I am having the below setup
Elasticsearch version : 7.5.1
APM Server version : 7.5.1
APM Agent language and version : elasticapm-java/1.12.0
Its a single node cluster, with about 500 shards, with 1 replica
64GB RAM, 32 processor, 3TB storage(55% occupied)
Workload : Inserting documents from APM Server & Logstash & few dashboards for visualisation.
I am observing that the CPU is constantly between 90 to 100%, as a result lot of events are getting lost due to 'queue is full' error. Even basic index list apis take long time to respond.
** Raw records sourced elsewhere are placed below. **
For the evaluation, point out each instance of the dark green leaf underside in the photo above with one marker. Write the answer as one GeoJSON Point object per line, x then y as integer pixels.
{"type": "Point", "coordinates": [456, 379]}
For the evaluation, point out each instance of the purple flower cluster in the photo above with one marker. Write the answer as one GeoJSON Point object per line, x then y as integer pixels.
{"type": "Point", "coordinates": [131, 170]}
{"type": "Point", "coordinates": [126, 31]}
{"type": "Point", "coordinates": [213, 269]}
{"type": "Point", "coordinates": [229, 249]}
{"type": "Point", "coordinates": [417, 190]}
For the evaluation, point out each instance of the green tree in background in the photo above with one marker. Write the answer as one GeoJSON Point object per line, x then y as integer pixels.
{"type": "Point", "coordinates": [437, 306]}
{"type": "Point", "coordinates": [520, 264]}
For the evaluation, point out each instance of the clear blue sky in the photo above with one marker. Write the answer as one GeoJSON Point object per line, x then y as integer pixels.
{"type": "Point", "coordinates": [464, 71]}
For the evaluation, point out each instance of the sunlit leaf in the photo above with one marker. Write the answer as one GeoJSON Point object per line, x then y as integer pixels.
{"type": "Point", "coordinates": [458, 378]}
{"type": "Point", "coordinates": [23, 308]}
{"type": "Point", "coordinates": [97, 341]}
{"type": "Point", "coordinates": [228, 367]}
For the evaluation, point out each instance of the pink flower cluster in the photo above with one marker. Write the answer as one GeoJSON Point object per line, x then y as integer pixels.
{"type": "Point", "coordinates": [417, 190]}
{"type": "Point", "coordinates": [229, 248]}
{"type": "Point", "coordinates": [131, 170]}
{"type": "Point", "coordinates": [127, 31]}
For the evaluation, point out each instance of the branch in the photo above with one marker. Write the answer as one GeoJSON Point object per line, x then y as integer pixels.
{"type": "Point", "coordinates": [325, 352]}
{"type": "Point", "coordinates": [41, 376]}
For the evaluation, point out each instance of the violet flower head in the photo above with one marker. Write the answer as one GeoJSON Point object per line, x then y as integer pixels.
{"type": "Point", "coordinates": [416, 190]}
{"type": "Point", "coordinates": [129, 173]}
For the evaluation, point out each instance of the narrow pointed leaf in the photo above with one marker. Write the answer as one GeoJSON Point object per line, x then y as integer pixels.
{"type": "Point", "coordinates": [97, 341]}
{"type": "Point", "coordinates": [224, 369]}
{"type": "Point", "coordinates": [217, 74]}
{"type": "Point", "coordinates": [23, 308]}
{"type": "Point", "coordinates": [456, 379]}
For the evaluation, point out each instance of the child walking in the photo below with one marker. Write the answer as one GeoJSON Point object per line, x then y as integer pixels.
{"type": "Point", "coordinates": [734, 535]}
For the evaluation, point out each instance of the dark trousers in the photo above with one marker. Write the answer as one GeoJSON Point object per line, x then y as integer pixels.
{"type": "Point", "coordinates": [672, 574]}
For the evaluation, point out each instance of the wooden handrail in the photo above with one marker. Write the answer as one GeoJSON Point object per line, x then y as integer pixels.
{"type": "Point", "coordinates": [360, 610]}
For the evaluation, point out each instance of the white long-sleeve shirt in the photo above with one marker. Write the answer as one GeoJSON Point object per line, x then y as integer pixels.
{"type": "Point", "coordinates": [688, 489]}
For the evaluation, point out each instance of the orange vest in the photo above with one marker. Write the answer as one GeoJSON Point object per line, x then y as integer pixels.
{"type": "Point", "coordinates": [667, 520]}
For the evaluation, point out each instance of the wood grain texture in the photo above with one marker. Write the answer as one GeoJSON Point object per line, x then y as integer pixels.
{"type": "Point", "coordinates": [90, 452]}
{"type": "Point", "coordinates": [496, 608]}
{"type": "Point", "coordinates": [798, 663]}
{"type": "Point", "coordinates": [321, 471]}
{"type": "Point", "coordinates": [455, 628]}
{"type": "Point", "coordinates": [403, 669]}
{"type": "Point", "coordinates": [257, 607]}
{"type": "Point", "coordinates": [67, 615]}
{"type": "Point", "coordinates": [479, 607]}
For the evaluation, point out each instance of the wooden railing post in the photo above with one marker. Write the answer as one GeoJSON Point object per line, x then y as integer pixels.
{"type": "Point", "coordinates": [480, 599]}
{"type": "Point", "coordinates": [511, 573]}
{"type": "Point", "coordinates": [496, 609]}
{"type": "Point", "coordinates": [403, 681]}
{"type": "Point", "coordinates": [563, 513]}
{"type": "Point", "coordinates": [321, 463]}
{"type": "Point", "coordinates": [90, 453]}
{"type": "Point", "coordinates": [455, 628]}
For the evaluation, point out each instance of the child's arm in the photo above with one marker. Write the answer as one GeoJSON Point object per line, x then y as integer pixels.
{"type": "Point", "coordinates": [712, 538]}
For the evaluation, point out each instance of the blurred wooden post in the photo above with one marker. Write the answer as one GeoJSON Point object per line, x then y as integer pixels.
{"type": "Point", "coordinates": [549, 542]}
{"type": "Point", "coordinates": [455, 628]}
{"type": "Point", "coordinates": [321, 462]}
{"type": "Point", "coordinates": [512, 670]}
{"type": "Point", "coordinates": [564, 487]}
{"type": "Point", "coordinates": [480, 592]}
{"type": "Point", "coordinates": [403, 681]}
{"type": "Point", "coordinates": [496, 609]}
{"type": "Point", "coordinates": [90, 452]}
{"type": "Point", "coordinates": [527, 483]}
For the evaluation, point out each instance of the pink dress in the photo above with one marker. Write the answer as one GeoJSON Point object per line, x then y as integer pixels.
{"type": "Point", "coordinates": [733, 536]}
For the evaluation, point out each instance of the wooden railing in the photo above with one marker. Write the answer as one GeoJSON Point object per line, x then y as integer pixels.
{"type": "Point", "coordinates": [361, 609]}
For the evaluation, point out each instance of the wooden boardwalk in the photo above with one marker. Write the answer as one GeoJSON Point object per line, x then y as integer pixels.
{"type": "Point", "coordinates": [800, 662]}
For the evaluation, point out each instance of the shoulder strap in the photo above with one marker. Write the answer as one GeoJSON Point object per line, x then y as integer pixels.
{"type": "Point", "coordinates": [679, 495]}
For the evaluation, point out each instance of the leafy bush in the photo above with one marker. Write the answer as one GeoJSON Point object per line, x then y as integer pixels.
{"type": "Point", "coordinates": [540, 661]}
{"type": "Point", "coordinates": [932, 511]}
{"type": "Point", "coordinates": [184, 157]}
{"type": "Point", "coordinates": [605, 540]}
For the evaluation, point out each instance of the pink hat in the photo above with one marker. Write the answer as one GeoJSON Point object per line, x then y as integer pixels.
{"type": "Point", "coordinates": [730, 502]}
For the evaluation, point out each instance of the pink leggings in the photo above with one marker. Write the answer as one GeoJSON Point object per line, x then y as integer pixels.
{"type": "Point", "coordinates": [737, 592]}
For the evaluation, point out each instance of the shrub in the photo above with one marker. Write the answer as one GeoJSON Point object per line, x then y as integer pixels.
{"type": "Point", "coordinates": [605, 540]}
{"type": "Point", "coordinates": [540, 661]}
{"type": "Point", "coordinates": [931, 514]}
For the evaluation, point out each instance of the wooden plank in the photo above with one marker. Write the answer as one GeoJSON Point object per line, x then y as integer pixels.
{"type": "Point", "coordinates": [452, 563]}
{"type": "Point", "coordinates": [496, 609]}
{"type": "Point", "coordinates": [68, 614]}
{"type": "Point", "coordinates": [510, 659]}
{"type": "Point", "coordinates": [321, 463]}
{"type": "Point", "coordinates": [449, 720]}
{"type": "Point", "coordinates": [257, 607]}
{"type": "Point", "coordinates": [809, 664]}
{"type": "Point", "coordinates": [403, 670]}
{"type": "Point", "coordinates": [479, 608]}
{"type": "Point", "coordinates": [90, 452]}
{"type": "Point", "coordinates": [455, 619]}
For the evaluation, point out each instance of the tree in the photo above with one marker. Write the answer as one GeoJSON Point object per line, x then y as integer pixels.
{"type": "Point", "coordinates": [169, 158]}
Until 2 weeks back, things were working fine, with about 80% of current volume.
The GET _nodes/hot_threads API gives below results...I have taken multiple snapshots, & I see the management & write threads coming alternatively.
::: {elk.abc.co.in}{D9AO4ua7QQKowLbUe4-Ffw}{WlOQbHwMQGaDTQ1gELXQDw}{10.10.10.211}{10.10.10.211:9300}{dilm}{ml.machine_memory=67335020544, xpack.installed=true, ml.max_open_jobs=20}
Hot threads at 2020-07-21T05:43:32.529Z, interval=500ms, busiestThreads=3, ignoreIdleThreads=true:
181.7% (908.7ms out of 500ms) cpu usage by thread 'elasticsearch[elk.abc.co.in][write][T#6]'
4/10 snapshots sharing following 54 elements
app//org.elasticsearch.ingest.CompoundProcessor.innerExecute(CompoundProcessor.java:137)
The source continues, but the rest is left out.